Extensive research has been conducted at the intersection of machine learning and healthcare. With an anticipated 48% annual growth in healthcare data, building scalable healthcare solutions is more crucial now than ever before. Fortunately, there has been an equivalent surge in the algorithms, software packages, optimization techniques, and hardware available for obtaining insights on healthcare data.
However, despite these advances, minimal research has been conducted to understand the challenges and considerations associated with transforming research prototypes into real-world healthcare solutions. Often machine learning research is conducted in silos: researchers build prototypes, which are subsequently picked up by software developers who develop scalable solutions for the prototype. There is a gap in the understanding of trade-offs to consider to transition from a research prototype to a deployable healthcare solution.

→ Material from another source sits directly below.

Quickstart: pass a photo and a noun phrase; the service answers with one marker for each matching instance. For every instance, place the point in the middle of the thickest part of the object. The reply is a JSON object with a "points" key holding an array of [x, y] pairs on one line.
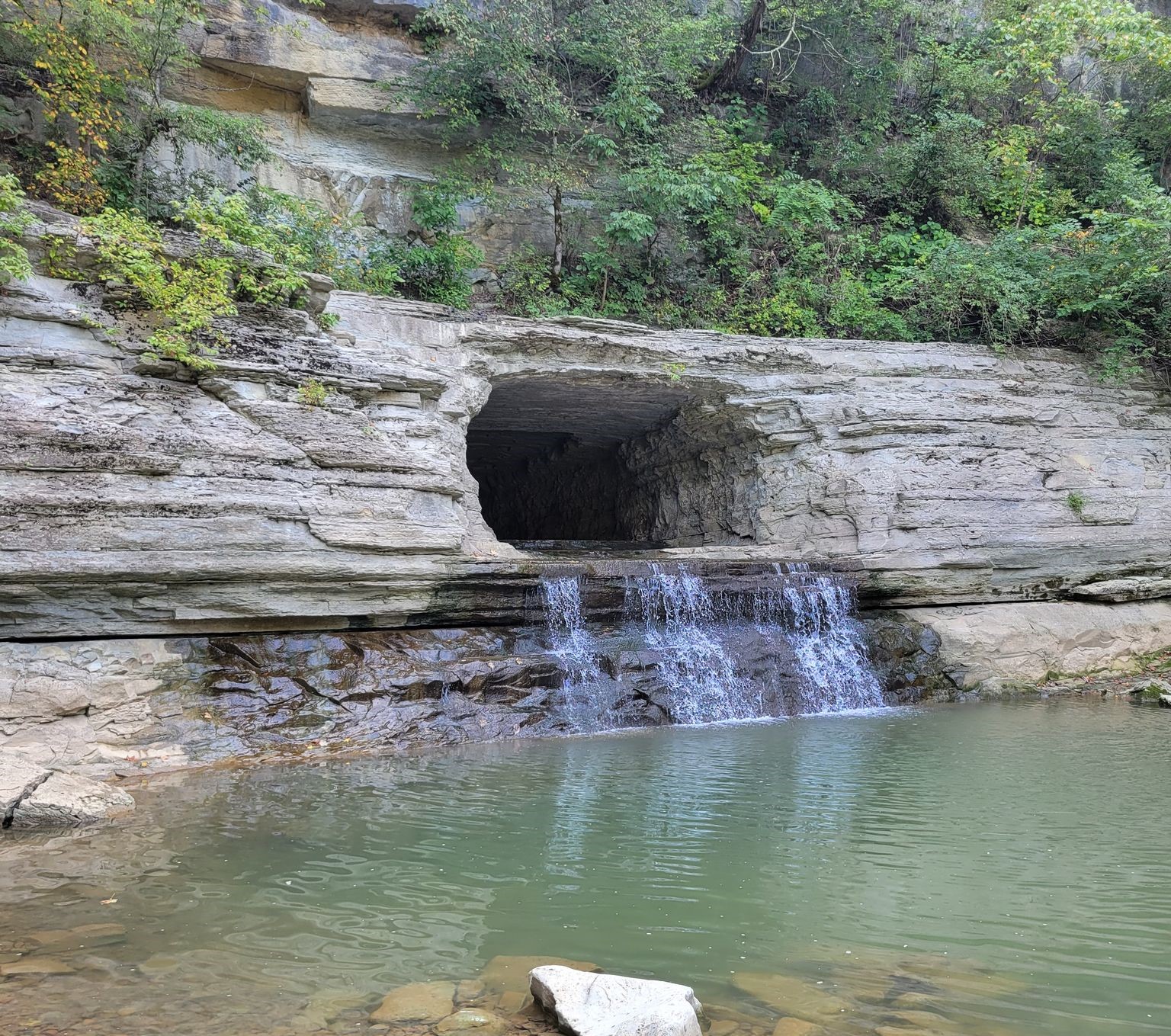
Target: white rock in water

Rachita Chandra outlines challenges and considerations for transforming a research prototype built for a single machine to a deployable healthcare solution that leverages Spark in a distributed environment. The original prototype, which tackled prediction of healthcare costs, worked well for a dataset of 5 million users in a nondistributed environment. It utilized several Python data science libraries and machine learning models. However, as the dataset grew larger (> 1 TB), computational resources became the bottleneck, and the need to adopt Spark became apparent. Since the research prototype was in its mature phases, porting components of the existing pipeline to leverage Spark was more effective than building a Spark codebase from scratch. The deployable solution is an end-to-end multitenant enterprise application comprising of several components: user authentication, request handling, data transformations, quality checks, analytics, machine learning modules, a visualization interface, and error handling.
Rachita Chandra is a solutions architect at IBM Watson Health, where she brings together end-to-end machine learning solutions in healthcare. She has experience implementing large-scale, distributed machine learning algorithms. Rachita holds both a master’s and bachelor’s degree in electrical and computer engineering from Carnegie Mellon.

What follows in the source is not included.